We were at the airport

yesterday morning because my only first cousin was going back to London after a fortnight here. He came over to try and sort out some issues with his elderly father, my father's brother. It has not been a holiday for him. He has left his father in hospital, waiting to go into a nursing home. His uncle, my father, is three years older but in better health and that has made the situation more difficult for everyone.
I had not, much to my frustration, been to the airport in over twenty years. The opportunity for travel has not been there. Now there is a new terminal. There are flights all over Australia. There are more international flights - to Auckland, to Singapore, to Hong Kong and to other places. The planes seem much the same to me. My cousin was flying out on a young craft that has only been in service a couple of years. The close family friend who was there with us knows about these things. He had looked it up. He knew the registration number of the plane and all the intimate details about it.
I am not particularly interested in those things.
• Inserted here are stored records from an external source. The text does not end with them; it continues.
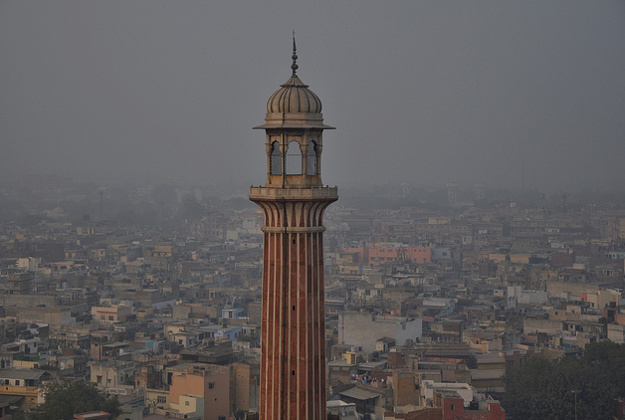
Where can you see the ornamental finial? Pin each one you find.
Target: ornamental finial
(294, 66)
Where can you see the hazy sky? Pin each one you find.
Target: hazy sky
(421, 92)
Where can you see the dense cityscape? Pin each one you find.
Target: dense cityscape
(152, 294)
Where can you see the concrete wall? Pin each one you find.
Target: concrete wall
(363, 330)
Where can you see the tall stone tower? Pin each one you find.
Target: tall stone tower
(293, 200)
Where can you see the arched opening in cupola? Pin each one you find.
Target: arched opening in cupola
(294, 159)
(276, 159)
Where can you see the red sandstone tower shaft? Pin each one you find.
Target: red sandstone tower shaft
(293, 201)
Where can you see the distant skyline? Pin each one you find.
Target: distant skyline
(424, 93)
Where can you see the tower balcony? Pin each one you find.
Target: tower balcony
(324, 193)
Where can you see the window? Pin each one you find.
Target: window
(276, 159)
(311, 159)
(294, 159)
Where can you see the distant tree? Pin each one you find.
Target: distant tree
(544, 389)
(65, 398)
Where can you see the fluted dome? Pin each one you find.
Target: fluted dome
(294, 97)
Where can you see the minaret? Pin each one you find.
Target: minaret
(293, 199)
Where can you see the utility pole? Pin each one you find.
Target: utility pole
(575, 392)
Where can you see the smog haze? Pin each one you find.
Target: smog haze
(423, 93)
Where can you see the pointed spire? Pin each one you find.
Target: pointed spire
(294, 66)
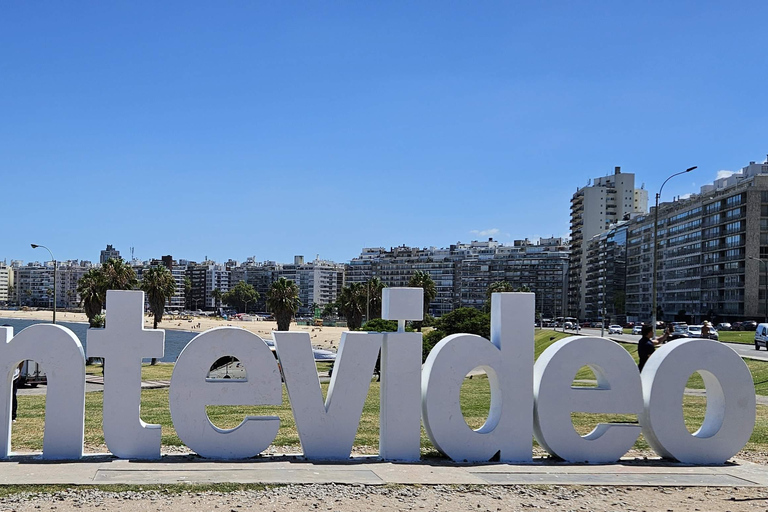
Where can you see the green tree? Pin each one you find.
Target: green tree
(422, 280)
(91, 290)
(217, 295)
(240, 296)
(351, 304)
(329, 309)
(159, 285)
(283, 302)
(375, 287)
(462, 320)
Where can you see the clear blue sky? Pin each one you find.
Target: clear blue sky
(269, 129)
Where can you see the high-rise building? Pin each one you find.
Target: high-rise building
(606, 275)
(110, 253)
(710, 249)
(463, 272)
(594, 208)
(6, 283)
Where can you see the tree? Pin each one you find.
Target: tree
(283, 302)
(217, 295)
(240, 296)
(375, 287)
(351, 304)
(91, 290)
(462, 320)
(159, 285)
(422, 280)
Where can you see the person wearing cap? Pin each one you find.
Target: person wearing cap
(16, 377)
(647, 344)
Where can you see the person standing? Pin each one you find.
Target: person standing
(647, 344)
(16, 379)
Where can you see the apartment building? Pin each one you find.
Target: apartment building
(6, 283)
(463, 271)
(33, 284)
(110, 253)
(594, 208)
(68, 274)
(607, 275)
(710, 250)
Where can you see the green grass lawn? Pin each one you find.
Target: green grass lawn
(475, 400)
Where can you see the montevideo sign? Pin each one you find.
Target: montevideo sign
(528, 399)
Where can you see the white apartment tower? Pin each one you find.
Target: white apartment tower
(594, 208)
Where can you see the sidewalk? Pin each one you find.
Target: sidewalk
(174, 469)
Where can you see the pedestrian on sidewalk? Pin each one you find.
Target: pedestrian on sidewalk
(16, 380)
(647, 344)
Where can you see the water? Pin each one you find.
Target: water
(174, 340)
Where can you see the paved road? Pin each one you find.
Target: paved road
(747, 351)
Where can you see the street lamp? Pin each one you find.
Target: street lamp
(765, 299)
(656, 246)
(35, 246)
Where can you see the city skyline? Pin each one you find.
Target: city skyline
(276, 130)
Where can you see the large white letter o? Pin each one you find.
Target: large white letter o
(730, 415)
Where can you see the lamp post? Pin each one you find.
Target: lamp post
(765, 299)
(35, 246)
(656, 246)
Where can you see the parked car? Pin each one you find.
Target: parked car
(679, 331)
(761, 336)
(749, 325)
(694, 331)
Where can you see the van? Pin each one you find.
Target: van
(761, 336)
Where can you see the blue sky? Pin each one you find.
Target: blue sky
(270, 129)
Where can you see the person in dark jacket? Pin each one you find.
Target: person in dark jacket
(647, 344)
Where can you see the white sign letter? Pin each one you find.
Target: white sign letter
(327, 431)
(618, 391)
(730, 415)
(60, 353)
(508, 361)
(191, 391)
(400, 391)
(123, 344)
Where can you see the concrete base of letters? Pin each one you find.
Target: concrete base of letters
(175, 469)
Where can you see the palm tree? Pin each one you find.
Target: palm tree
(283, 302)
(375, 287)
(422, 280)
(90, 287)
(159, 285)
(351, 304)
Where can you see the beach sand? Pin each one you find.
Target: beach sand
(321, 337)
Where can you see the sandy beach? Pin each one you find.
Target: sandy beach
(322, 337)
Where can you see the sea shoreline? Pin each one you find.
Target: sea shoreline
(321, 337)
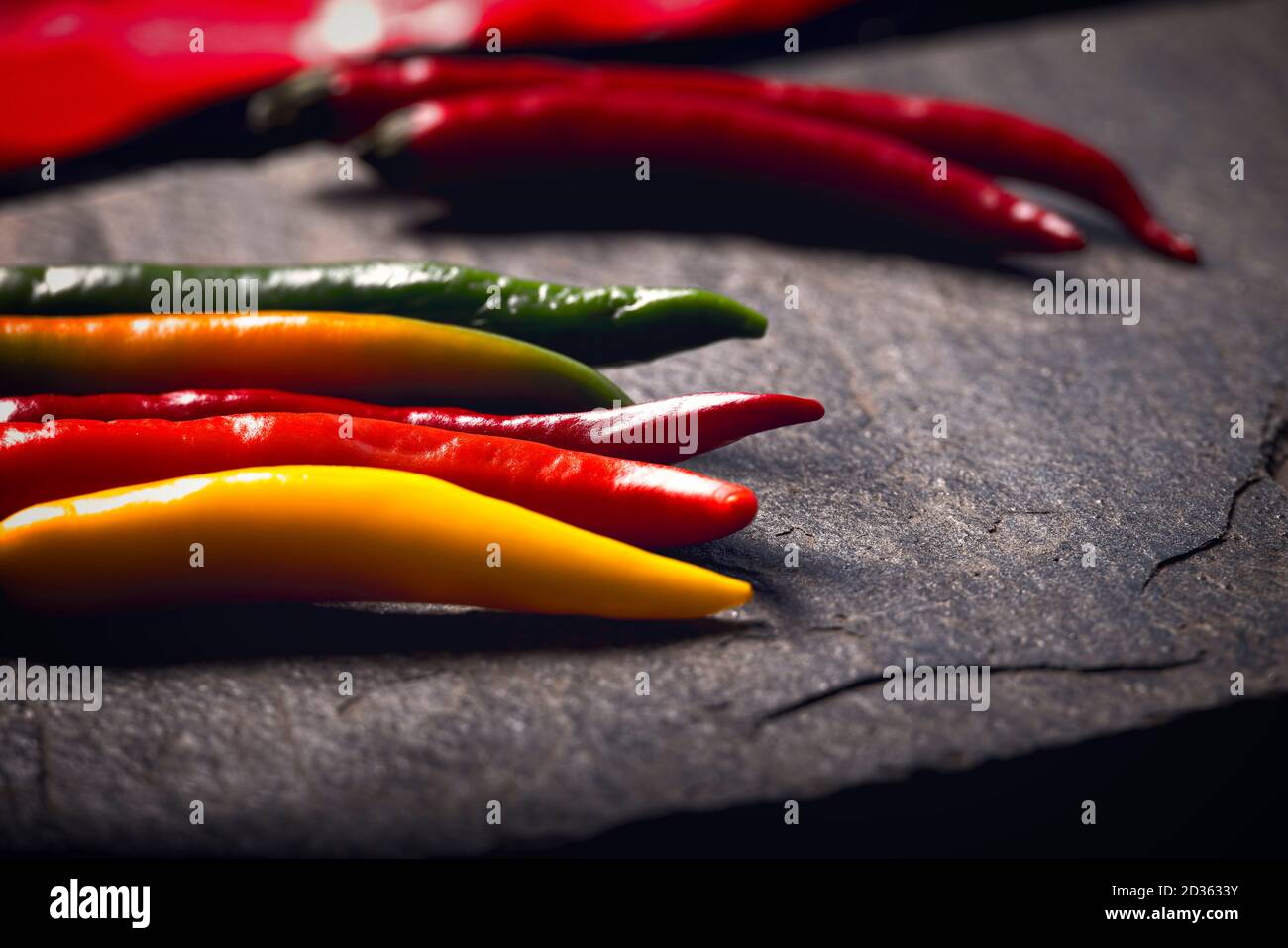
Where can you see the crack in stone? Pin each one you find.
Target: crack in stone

All I would ask of an aircraft and those in the cockpit is that I get there safely. Despite that I do appreciate there is something extraordinary about the way those enormous things take off and land. My father loves to watch them.
He also likes watching the people and so do I. Who are they? Where are they going? Where have they been? Why?
There are people eating breakfast in the cafe area where we have coffee while we wait for boarding on my cousin's flight to be announced. Some of them look relaxed, others look tense and anxious. As flights are called there are last minute hugs and handshakes, only a few people go without farewelling anyone. I wonder who they are, why they were here and where they are going too.
At last my cousin's flight is called. There are hugs and handshakes. He turns to go and then looks back again. We will not see him again for some time. The next time he comes his father will almost certainly not be here. Airports are more about departures than homecomings.

3 comments:

Anonymous said...

Wow, that last paragraph...

Anonymous said...

Yes Bob C-S

Miriam Drori said...

I have had more homecomings than departures. For me, airports are happy places.